Verdienste um die Welt der Schrift

Nach seiner Studienzeit bekam er Arbeit als Grafiker in Zürich. Dann lockte die weite Welt: In der französischen Schriftgießerei Deberny & Peignot in Paris arbeitete er zehn Jahre. Dann gründete er sein eigenes Grafikatelier in der Nähe der französischen Hauptstadt. Seine Partner waren André Gürtler und Bruno Pfäffli. Nebenbei unterrichtete Frutiger an der École Estienne und an der École Nationale Supérieure des Arts Décoratifs. Erst 1992 zog er wieder in die Nähe von Bern.

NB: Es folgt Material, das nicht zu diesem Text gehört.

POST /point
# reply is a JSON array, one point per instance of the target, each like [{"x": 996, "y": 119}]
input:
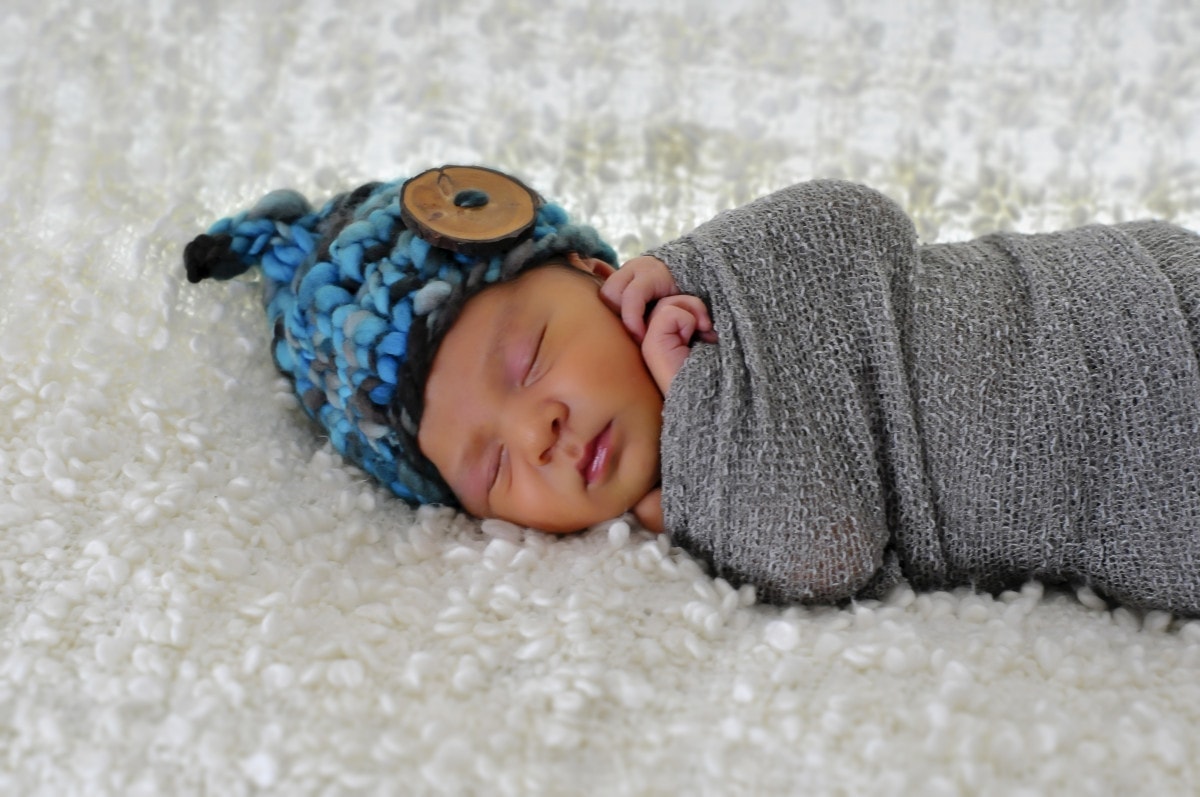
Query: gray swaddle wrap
[{"x": 976, "y": 413}]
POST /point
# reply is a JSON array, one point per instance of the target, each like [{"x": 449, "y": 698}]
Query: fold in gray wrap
[{"x": 979, "y": 413}]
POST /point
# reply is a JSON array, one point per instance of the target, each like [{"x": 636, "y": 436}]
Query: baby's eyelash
[
  {"x": 533, "y": 357},
  {"x": 496, "y": 469}
]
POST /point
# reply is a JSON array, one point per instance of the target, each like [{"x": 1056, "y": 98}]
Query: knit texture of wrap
[{"x": 979, "y": 413}]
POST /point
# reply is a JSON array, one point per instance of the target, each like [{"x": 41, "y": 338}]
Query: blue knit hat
[{"x": 360, "y": 301}]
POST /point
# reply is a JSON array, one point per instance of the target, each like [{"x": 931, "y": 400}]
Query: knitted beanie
[{"x": 359, "y": 297}]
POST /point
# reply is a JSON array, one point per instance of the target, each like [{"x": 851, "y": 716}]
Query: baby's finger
[{"x": 615, "y": 287}]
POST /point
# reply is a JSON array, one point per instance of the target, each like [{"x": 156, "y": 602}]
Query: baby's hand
[
  {"x": 634, "y": 286},
  {"x": 669, "y": 336}
]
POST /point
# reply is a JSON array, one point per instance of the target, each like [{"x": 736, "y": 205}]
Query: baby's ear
[{"x": 593, "y": 265}]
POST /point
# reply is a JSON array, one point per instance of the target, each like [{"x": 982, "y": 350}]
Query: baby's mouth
[{"x": 595, "y": 456}]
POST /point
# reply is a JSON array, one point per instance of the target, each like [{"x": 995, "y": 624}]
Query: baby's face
[{"x": 539, "y": 408}]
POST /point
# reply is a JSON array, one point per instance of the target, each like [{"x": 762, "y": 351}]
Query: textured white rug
[{"x": 196, "y": 598}]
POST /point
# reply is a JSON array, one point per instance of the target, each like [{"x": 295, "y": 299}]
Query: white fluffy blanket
[{"x": 197, "y": 598}]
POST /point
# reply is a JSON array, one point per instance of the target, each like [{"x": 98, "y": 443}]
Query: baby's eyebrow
[{"x": 473, "y": 462}]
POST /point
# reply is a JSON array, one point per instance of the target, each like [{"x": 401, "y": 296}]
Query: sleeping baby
[{"x": 797, "y": 391}]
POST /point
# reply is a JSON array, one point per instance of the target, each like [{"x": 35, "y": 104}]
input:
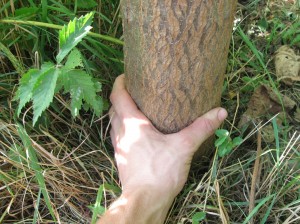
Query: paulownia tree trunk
[{"x": 175, "y": 57}]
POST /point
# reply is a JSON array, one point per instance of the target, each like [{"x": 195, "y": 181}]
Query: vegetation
[{"x": 56, "y": 159}]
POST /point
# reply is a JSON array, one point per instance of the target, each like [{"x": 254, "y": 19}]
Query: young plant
[
  {"x": 40, "y": 85},
  {"x": 224, "y": 143}
]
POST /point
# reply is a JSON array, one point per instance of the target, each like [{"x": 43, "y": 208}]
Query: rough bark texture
[{"x": 175, "y": 57}]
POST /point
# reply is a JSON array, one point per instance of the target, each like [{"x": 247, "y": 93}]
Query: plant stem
[
  {"x": 53, "y": 26},
  {"x": 15, "y": 62}
]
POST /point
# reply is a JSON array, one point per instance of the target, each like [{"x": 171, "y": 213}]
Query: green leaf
[
  {"x": 74, "y": 60},
  {"x": 72, "y": 34},
  {"x": 24, "y": 92},
  {"x": 26, "y": 11},
  {"x": 98, "y": 209},
  {"x": 237, "y": 141},
  {"x": 220, "y": 141},
  {"x": 222, "y": 133},
  {"x": 43, "y": 91},
  {"x": 86, "y": 4},
  {"x": 197, "y": 217},
  {"x": 81, "y": 87},
  {"x": 225, "y": 149}
]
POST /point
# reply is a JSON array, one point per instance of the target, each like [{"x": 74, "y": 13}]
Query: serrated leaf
[
  {"x": 24, "y": 92},
  {"x": 43, "y": 92},
  {"x": 81, "y": 87},
  {"x": 225, "y": 149},
  {"x": 74, "y": 60},
  {"x": 222, "y": 133},
  {"x": 72, "y": 34},
  {"x": 237, "y": 141}
]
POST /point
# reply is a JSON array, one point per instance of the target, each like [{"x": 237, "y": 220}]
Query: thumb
[{"x": 203, "y": 127}]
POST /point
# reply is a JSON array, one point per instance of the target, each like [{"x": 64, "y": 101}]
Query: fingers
[{"x": 203, "y": 127}]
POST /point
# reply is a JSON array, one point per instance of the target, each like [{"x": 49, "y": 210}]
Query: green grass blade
[
  {"x": 36, "y": 210},
  {"x": 33, "y": 163},
  {"x": 257, "y": 207},
  {"x": 252, "y": 47},
  {"x": 98, "y": 209},
  {"x": 263, "y": 221},
  {"x": 276, "y": 136}
]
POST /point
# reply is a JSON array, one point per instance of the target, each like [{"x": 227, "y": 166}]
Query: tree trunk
[{"x": 175, "y": 57}]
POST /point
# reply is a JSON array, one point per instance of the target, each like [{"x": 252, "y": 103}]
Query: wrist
[{"x": 141, "y": 205}]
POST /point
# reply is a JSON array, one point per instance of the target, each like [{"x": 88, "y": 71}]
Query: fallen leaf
[
  {"x": 265, "y": 101},
  {"x": 287, "y": 65}
]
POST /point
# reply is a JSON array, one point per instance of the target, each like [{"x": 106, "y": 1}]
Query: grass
[{"x": 62, "y": 169}]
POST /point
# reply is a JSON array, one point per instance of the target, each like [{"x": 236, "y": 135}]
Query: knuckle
[{"x": 209, "y": 126}]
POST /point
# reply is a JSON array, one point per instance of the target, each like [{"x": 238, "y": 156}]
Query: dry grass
[{"x": 76, "y": 157}]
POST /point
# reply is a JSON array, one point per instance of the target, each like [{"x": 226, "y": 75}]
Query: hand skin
[{"x": 153, "y": 167}]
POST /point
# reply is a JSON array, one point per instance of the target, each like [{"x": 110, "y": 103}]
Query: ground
[{"x": 63, "y": 168}]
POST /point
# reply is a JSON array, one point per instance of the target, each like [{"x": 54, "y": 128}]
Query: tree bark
[{"x": 175, "y": 57}]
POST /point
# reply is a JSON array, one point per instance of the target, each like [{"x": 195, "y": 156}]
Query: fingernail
[{"x": 222, "y": 114}]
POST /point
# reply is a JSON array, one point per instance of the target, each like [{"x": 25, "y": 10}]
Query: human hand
[{"x": 147, "y": 158}]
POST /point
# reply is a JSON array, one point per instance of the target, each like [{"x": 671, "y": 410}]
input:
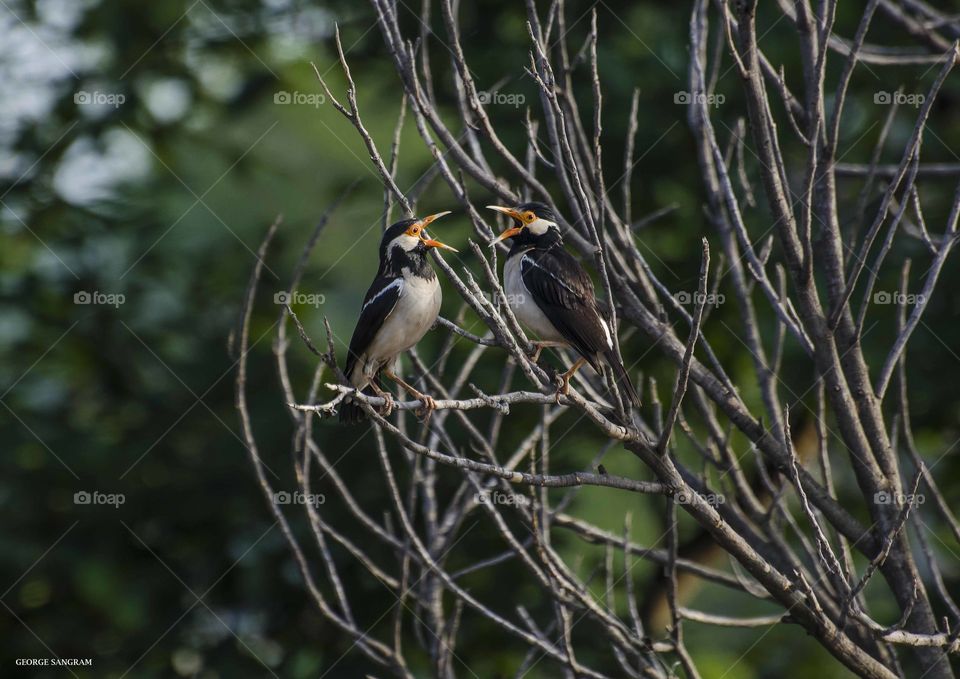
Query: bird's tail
[
  {"x": 622, "y": 379},
  {"x": 352, "y": 412}
]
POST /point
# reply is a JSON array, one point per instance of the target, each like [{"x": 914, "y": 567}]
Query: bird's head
[
  {"x": 409, "y": 237},
  {"x": 533, "y": 224}
]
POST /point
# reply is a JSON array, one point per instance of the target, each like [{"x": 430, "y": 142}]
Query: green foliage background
[{"x": 164, "y": 198}]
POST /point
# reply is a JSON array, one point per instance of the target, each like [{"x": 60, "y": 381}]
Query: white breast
[
  {"x": 522, "y": 304},
  {"x": 415, "y": 313}
]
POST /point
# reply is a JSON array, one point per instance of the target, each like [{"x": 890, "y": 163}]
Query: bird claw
[
  {"x": 387, "y": 408},
  {"x": 424, "y": 411}
]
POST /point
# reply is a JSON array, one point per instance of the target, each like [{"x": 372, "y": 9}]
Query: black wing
[
  {"x": 378, "y": 303},
  {"x": 564, "y": 292}
]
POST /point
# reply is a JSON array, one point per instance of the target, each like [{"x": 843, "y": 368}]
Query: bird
[
  {"x": 551, "y": 294},
  {"x": 401, "y": 305}
]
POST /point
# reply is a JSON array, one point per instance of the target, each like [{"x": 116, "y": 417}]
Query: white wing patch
[{"x": 397, "y": 283}]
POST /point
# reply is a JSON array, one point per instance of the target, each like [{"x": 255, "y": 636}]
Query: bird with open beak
[
  {"x": 401, "y": 305},
  {"x": 552, "y": 295}
]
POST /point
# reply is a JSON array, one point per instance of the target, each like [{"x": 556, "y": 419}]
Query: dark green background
[{"x": 163, "y": 199}]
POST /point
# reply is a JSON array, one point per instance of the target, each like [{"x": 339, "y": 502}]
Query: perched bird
[
  {"x": 401, "y": 305},
  {"x": 551, "y": 294}
]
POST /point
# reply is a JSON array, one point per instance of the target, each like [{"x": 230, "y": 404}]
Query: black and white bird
[
  {"x": 401, "y": 305},
  {"x": 551, "y": 294}
]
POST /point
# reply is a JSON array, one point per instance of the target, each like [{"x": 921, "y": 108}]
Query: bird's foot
[{"x": 387, "y": 408}]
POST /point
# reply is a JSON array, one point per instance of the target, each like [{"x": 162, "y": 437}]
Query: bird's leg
[
  {"x": 385, "y": 395},
  {"x": 564, "y": 387},
  {"x": 429, "y": 405}
]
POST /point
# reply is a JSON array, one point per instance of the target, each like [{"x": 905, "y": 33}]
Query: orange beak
[
  {"x": 429, "y": 242},
  {"x": 513, "y": 230}
]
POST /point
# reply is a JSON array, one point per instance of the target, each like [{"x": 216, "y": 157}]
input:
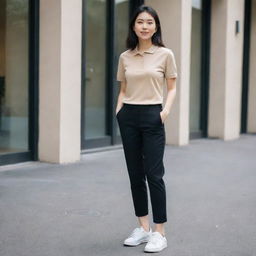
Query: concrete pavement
[{"x": 86, "y": 208}]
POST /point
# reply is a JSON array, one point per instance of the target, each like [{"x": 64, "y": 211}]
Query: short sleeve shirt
[{"x": 145, "y": 74}]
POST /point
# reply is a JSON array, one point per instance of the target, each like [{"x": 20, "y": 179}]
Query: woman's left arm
[{"x": 171, "y": 93}]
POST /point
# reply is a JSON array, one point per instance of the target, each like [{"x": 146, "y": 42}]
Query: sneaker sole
[
  {"x": 158, "y": 250},
  {"x": 141, "y": 242}
]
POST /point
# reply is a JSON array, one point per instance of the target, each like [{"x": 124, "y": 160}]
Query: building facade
[{"x": 58, "y": 62}]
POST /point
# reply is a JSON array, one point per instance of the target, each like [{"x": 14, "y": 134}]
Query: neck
[{"x": 144, "y": 44}]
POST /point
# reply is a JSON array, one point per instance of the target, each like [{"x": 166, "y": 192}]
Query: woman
[{"x": 143, "y": 70}]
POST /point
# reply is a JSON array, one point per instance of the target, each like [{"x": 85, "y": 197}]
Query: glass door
[
  {"x": 105, "y": 27},
  {"x": 199, "y": 68},
  {"x": 94, "y": 82},
  {"x": 16, "y": 48}
]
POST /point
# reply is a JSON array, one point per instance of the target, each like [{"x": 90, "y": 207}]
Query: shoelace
[{"x": 154, "y": 238}]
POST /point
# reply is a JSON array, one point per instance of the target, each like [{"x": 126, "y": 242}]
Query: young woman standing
[{"x": 143, "y": 70}]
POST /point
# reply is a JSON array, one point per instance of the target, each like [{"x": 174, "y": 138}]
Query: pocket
[
  {"x": 160, "y": 118},
  {"x": 119, "y": 111}
]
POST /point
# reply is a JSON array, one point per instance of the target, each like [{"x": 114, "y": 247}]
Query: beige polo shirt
[{"x": 145, "y": 74}]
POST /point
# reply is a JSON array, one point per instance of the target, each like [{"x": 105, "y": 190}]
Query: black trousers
[{"x": 143, "y": 136}]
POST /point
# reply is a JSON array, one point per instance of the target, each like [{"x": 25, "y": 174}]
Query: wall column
[
  {"x": 226, "y": 69},
  {"x": 60, "y": 80},
  {"x": 251, "y": 124},
  {"x": 175, "y": 17}
]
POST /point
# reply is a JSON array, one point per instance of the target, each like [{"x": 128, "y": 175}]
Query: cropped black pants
[{"x": 143, "y": 136}]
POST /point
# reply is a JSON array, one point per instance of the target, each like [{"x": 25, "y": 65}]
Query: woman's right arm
[{"x": 121, "y": 96}]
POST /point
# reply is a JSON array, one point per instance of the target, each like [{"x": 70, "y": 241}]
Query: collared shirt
[{"x": 145, "y": 74}]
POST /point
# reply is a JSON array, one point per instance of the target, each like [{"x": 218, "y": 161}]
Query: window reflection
[{"x": 13, "y": 75}]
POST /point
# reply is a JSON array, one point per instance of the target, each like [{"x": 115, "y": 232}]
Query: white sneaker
[
  {"x": 138, "y": 236},
  {"x": 156, "y": 243}
]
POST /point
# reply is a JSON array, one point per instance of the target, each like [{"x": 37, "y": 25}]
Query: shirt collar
[{"x": 149, "y": 50}]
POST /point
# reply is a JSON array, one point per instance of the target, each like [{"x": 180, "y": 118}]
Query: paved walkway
[{"x": 85, "y": 209}]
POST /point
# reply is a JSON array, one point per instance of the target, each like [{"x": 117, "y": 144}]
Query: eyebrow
[{"x": 146, "y": 19}]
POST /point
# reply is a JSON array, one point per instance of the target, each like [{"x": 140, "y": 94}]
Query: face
[{"x": 144, "y": 26}]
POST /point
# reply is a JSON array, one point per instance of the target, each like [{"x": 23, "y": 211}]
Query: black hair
[{"x": 132, "y": 39}]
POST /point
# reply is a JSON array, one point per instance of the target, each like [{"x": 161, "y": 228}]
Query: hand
[
  {"x": 164, "y": 113},
  {"x": 117, "y": 110}
]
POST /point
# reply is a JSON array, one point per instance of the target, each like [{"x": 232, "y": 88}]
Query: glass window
[
  {"x": 95, "y": 68},
  {"x": 121, "y": 28},
  {"x": 195, "y": 67},
  {"x": 14, "y": 75}
]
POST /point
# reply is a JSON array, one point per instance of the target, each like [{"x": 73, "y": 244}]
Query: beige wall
[
  {"x": 2, "y": 37},
  {"x": 225, "y": 69},
  {"x": 175, "y": 17},
  {"x": 252, "y": 74},
  {"x": 60, "y": 80}
]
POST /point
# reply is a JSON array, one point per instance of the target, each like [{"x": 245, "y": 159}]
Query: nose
[{"x": 144, "y": 25}]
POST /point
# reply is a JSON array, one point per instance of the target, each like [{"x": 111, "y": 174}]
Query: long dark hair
[{"x": 132, "y": 39}]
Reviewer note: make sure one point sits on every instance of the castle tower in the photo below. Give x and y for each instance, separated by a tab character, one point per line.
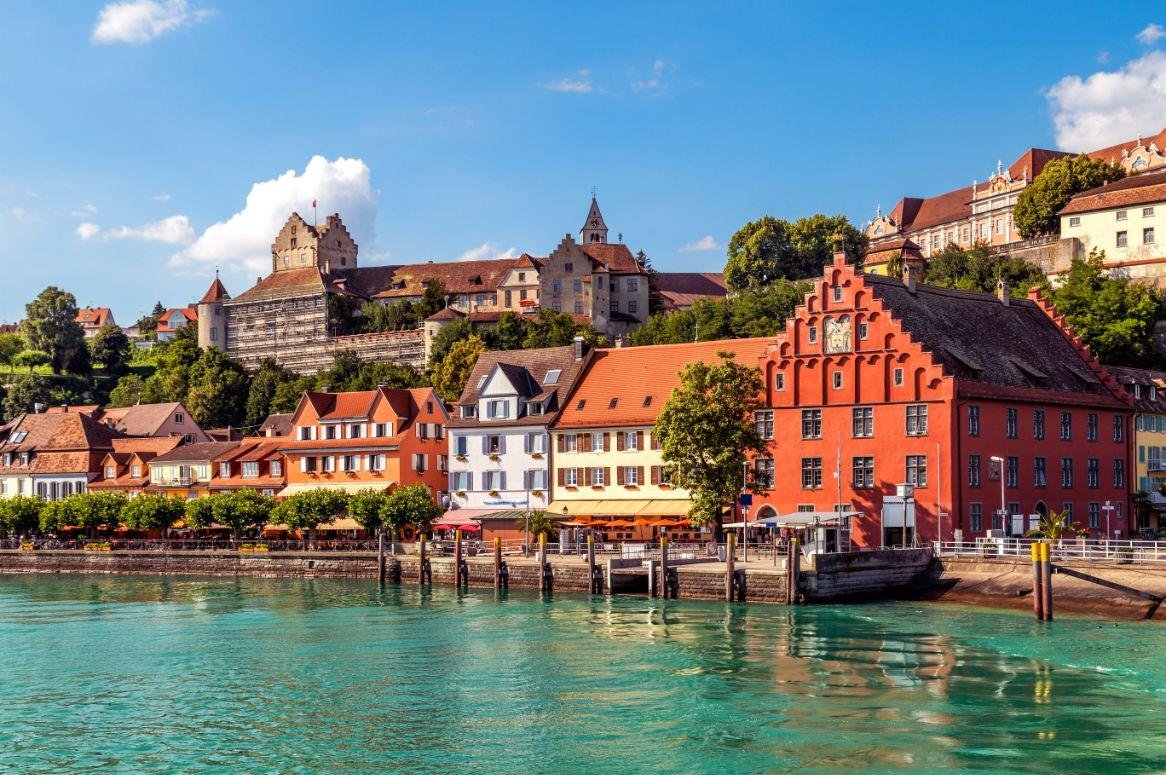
301	245
594	230
211	318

Zu seinen bekanntesten Schriften gehört Univers. Das ist eine Linear-Antiqua-Schrift ohne Serifen. Für den Pariser Flughafen Charles de Gaulle entwarf er die Schrift Roissy, die als Vorform der späteren Frutiger-Schrift gilt. Aber auch die Avenir, die Serifa, die Meridien und die Centennial zählen zu Frutigers Werk. Die OCR-B ist für die Lesbarkeit durch Maschinen optimiert und wurde 1973 als ISO-Standard ausgezeichnet. Sein Buch „Der Mensch und seine Zeichen“ wird bis heute von zahlreichen seiner Schüler als Standard in der Zeichentheorie gepriesen. Es dient der grafischen Praxis, beispielsweise für Logo-Designer. Es gibt sieben Übersetzungen des Buches. Seit 2003 werden die schweizerischen Verkehrsschilder mit den Schriften ASTRA-Frutiger Standard und ASTRA-Frutiger Autobahn verfasst.

Privatleben

Frutigers Privatleben stand nicht immer unter einem günstigen Stern. Seine erste Ehefrau Paulette Flückiger starb im Jahr 1954 bei der Geburt ihres Sohnes Stéphane. Ein Jahr später heiratete Frutiger Simone Bickel. Sie starb im Jahr 2008. Aus dieser Ehe gingen zwei Töchter hervor, die beide im Alter von 20 bzw. 16 Jahren freiwillig aus dem Leben schieden. Frutiger und seine Frau gründeten daraufhin eine Stiftung, die sich für neuropsychologische und neuropsychiatrische Forschung einsetzt.

Im Rückblick befand Frutiger, das Leben habe ihn stets an den richtigen Platz gestellt, damit er sein Bestes geben konnte.